For the veggie puree:

  • 1/2 onion
  • 2 carrots
  • 2 garlic cloves
  • 2 handfuls fresh spinach
  • 1/4 cup fresh parsley

For the meatloaf:

  • 1 tablespoon flaxseed
  • 3 tablespoons water
  • 1 cup rolled oats
  • 1/4 cup plain soy milk
  • 1/2 cup ketchup
  • 1/4 cup grated vegan Parmesan (such as VioLife)
  • 2 (12-ounce) packages meatless crumbles

For the topping:

  • 1/2 cup ketchup
  • 2 tablespoons balsamic vinegar
  • 2 tablespoons brown sugar
  1. To prepare the veggie puree, combine the onion, carrot, garlic, spinach, and parsley in a blender and process until mostly smooth. Transfer to a large bowl.
  2. Whisk together the flaxseed and water to make 1 vegan egg. Add to the veggie puree, along with the oats, soy milk, 1/4 cup ketchup, and Parmesan.

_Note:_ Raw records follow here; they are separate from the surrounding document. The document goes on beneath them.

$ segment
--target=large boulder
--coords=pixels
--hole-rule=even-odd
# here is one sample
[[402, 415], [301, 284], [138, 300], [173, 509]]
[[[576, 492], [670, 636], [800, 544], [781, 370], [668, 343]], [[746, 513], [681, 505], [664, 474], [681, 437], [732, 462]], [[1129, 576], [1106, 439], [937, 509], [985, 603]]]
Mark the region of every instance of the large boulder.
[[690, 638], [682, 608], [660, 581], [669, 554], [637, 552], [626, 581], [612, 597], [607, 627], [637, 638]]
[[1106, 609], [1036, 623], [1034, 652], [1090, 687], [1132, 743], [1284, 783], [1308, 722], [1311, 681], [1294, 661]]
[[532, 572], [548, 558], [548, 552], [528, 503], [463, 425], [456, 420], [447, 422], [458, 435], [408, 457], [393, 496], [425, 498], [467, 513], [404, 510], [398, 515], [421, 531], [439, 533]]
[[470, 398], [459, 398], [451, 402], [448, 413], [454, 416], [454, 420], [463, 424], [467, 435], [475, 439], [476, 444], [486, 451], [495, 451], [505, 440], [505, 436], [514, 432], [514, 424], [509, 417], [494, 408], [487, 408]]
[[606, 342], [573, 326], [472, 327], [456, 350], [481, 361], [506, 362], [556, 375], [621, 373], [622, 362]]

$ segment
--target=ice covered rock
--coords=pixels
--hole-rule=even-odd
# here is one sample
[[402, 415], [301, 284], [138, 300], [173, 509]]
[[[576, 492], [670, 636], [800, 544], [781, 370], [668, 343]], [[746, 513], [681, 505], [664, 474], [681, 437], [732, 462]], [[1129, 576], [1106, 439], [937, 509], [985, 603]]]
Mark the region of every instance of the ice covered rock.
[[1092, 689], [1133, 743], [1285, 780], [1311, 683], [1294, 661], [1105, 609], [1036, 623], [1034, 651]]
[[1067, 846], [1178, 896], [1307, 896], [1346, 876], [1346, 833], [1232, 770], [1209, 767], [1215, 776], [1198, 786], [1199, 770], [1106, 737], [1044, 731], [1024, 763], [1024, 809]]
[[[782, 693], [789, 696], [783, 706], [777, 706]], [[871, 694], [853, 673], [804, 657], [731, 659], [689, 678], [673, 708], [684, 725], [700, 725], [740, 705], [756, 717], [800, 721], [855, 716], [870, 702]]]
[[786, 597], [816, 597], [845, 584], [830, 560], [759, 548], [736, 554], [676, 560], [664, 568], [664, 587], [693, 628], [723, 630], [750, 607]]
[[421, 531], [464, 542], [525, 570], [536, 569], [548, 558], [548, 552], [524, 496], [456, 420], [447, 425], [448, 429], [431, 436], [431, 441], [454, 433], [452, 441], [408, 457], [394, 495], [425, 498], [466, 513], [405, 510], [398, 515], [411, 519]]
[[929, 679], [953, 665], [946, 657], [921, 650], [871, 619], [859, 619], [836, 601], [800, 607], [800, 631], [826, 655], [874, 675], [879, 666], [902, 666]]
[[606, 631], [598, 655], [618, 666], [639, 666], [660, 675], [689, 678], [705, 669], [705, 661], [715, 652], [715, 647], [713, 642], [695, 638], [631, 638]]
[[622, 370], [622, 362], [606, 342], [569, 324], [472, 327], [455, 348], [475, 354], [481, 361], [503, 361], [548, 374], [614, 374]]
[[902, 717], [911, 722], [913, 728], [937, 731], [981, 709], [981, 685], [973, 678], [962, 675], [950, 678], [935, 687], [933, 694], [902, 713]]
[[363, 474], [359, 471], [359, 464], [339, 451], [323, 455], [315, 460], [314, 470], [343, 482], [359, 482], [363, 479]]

Add the meatless crumbles and work with your hands until combined.
  3. Transfer the mixture to a large baking sheet and shape into a heart.
  4. To prepare the topping, whisk together the remaining 1/2 cup ketchup, balsamic, and brown sugar. Spread over the top of the heart.
  5. Bake at 350 degrees F for 1 hour.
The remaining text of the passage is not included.